The Job Creators Alliance believes that small businesses are the engine of the American economy, creating the majority of all new jobs in recent decades. That’s why the alliance has consistently advocated for small businesses and been the voice of the entrepreneur in the public debate about how we get our economy growing again and jumpstart the American jobs machine.
If small business is the engine of the American economy, then credit is the gas that allows it to accelerate and move forward. Without credit or lending, the dynamic potential of our businesses is dampened and growth is crippled.
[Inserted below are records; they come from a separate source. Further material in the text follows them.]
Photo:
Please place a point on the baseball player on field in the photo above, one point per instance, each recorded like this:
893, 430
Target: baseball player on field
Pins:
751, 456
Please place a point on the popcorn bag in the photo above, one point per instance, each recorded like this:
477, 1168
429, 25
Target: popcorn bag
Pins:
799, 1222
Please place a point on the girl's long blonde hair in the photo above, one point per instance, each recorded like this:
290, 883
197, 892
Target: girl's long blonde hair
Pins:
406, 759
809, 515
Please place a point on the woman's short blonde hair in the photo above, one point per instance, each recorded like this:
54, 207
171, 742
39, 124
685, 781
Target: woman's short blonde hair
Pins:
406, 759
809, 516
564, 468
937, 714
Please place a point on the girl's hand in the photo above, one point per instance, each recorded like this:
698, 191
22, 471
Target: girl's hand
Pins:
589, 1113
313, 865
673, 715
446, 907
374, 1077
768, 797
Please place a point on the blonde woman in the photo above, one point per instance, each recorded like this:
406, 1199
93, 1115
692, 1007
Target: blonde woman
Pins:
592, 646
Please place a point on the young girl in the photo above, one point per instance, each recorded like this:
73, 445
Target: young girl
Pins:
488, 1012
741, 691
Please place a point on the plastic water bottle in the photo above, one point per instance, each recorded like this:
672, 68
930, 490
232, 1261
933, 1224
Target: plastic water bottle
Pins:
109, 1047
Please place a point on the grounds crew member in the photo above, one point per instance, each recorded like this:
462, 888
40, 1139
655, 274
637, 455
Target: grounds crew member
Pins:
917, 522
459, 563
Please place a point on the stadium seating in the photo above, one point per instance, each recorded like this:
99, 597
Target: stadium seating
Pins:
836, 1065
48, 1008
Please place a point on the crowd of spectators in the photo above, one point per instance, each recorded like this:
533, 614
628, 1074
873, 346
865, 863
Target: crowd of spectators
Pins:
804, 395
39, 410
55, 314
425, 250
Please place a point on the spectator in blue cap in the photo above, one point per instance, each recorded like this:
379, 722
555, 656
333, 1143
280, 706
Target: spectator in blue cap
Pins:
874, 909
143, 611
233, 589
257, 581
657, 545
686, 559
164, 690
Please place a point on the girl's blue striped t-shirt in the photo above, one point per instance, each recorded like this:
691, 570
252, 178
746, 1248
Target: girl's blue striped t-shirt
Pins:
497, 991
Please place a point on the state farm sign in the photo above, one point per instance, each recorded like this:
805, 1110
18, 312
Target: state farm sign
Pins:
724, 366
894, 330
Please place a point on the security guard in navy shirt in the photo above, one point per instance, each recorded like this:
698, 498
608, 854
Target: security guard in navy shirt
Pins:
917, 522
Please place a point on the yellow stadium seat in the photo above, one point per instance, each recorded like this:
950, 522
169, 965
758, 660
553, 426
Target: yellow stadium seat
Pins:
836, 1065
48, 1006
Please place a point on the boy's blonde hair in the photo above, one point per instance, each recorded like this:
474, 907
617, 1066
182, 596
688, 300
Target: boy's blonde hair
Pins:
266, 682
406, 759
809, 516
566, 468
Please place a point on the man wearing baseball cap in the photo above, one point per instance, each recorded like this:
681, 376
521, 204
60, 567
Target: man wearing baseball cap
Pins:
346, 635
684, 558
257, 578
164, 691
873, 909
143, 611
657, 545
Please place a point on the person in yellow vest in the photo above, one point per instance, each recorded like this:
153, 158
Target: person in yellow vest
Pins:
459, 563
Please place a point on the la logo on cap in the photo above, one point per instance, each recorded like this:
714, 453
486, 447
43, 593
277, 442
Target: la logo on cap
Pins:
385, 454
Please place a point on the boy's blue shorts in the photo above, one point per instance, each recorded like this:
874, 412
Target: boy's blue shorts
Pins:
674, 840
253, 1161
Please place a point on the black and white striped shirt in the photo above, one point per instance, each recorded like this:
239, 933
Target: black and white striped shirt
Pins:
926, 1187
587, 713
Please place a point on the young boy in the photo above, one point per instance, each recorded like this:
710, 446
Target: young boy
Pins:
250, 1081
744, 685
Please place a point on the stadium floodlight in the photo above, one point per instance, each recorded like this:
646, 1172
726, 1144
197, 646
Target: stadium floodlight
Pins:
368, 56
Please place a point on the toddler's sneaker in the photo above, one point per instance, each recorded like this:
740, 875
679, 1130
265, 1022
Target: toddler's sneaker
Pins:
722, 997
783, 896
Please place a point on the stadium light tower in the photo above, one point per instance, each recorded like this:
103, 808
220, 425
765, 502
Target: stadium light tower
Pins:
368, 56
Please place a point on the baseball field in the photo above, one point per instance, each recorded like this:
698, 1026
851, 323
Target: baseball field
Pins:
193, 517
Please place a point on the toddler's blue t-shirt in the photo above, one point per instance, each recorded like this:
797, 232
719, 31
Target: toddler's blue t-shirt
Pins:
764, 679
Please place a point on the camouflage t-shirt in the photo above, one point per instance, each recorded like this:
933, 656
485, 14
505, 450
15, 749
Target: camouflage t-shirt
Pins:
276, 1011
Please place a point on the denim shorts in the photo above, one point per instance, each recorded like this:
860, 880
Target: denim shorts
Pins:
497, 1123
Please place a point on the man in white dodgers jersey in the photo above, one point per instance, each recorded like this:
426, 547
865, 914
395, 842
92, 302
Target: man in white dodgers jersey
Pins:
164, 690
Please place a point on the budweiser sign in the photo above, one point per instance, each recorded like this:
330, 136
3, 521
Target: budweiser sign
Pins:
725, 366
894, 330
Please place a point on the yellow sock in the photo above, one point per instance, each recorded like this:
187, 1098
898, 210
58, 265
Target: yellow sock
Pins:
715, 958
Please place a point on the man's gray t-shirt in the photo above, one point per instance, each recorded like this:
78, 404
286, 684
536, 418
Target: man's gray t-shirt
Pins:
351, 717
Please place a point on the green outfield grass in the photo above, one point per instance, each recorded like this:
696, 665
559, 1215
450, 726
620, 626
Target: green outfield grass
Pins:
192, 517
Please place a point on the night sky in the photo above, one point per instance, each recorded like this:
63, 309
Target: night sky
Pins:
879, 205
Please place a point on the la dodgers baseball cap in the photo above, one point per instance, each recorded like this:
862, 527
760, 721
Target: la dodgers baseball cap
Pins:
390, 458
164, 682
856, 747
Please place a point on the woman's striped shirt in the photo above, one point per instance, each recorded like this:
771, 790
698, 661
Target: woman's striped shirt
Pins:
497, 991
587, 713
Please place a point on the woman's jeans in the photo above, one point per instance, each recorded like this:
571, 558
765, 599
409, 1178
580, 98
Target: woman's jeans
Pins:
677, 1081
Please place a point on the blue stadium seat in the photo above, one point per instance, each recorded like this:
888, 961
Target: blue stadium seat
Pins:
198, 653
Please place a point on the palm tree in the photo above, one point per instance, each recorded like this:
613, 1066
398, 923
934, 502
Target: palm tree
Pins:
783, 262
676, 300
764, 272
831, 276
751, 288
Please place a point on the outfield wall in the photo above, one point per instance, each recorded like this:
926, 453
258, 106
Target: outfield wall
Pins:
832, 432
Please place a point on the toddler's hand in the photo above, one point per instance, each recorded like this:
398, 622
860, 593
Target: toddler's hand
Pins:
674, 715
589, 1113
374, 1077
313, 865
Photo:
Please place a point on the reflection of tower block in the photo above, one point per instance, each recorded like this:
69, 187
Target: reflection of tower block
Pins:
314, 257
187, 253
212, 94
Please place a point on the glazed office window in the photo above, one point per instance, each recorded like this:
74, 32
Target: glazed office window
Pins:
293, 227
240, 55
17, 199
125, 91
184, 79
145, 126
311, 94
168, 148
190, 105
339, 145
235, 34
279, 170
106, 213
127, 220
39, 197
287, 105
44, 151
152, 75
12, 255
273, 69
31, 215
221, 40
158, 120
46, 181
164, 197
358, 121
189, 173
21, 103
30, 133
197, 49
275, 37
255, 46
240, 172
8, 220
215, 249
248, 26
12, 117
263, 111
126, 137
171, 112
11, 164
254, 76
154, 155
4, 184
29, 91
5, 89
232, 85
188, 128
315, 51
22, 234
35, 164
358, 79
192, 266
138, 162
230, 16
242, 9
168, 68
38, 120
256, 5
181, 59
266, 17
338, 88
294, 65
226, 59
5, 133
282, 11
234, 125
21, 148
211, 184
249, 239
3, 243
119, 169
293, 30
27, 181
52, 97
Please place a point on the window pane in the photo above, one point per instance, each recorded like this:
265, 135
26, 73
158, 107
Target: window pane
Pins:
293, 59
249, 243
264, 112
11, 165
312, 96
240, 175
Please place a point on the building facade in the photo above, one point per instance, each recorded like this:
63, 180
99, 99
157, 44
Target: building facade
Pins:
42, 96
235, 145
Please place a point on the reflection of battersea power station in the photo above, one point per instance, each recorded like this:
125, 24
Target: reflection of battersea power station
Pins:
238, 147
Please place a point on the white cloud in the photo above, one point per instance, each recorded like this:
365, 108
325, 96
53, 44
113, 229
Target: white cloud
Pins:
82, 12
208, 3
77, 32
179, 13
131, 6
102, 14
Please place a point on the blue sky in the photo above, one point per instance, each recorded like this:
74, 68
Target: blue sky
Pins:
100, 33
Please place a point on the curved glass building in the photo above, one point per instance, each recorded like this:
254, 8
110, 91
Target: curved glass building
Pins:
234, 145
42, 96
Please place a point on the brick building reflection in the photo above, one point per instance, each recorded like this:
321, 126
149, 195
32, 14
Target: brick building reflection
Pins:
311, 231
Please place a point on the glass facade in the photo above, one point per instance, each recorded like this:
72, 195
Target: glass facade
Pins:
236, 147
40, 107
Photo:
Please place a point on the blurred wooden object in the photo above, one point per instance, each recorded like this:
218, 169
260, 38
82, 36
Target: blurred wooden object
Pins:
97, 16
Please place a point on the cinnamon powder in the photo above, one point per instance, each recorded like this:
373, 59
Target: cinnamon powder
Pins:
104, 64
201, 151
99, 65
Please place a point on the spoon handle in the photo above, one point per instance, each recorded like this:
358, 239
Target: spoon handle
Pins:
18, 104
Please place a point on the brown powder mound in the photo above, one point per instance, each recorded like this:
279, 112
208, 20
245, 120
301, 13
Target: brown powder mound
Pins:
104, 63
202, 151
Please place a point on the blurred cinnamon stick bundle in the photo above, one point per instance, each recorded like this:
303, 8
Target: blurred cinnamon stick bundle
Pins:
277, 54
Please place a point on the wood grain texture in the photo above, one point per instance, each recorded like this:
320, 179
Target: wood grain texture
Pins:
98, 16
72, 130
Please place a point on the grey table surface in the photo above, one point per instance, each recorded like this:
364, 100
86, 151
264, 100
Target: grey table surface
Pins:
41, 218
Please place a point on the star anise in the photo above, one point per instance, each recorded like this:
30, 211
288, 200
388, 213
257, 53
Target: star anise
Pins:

According to the Small Business Administration’s Office of Advocacy, small businesses rely heavily on bank investment in their projects (aside from the entrepreneur’s own capital) in order to get their enterprises off the ground, averaging about $80,000 a year.
Policymakers, business leaders, and entrepreneurs alike all agree on the importance of business lending, yet policy responses to the financial crisis and the Great Recession have made the kind of lending that would get our economy growing again harder, not easier. Essentially, Congress’s response to the financial crisis was to punish banks on Main Street for the bad decisions made on Wall Street–and it has stifled the kind of financing that businesses desperately need to keep the lights on, much less hire more workers. It’s not hard to understand: As federal regulators make it more difficult for banks to give out loans to businesses, job creation grinds to a halt.
As fellow Job Creators Alliance leader John Allison has said on numerous occasions, banks are being forced to deny loans that they would otherwise give for no other reason than federal regulatory requirements–loans that would undoubtedly put more people back to work. This is a problem that has persisted since the financial crisis; in 2009, the Kauffman Foundation found that 89 percent of businesses who were denied loans attributed it to more stringent lending requirements. And it hasn’t gotten any better–just this week, the Federal Reserve’s quarterly survey of senior loan officers found that only 7 percent of banks have eased credit standards for big businesses and none have made it easier for small businesses to borrow .
That’s no way to get an economy growing or jobs created again.
Lending standards are being increased across the board, making it tougher for the real job creators. Standards need not be lowered to improve the environment for small business loans. No one is advocating that banks not exercise reasonable restraint and due diligence. But there needs to be more emphasis on how well local banks are serving local businesses–and so long as banks are only concerned about federal regulators and not about investing in their community, our recovery will continue to sputter.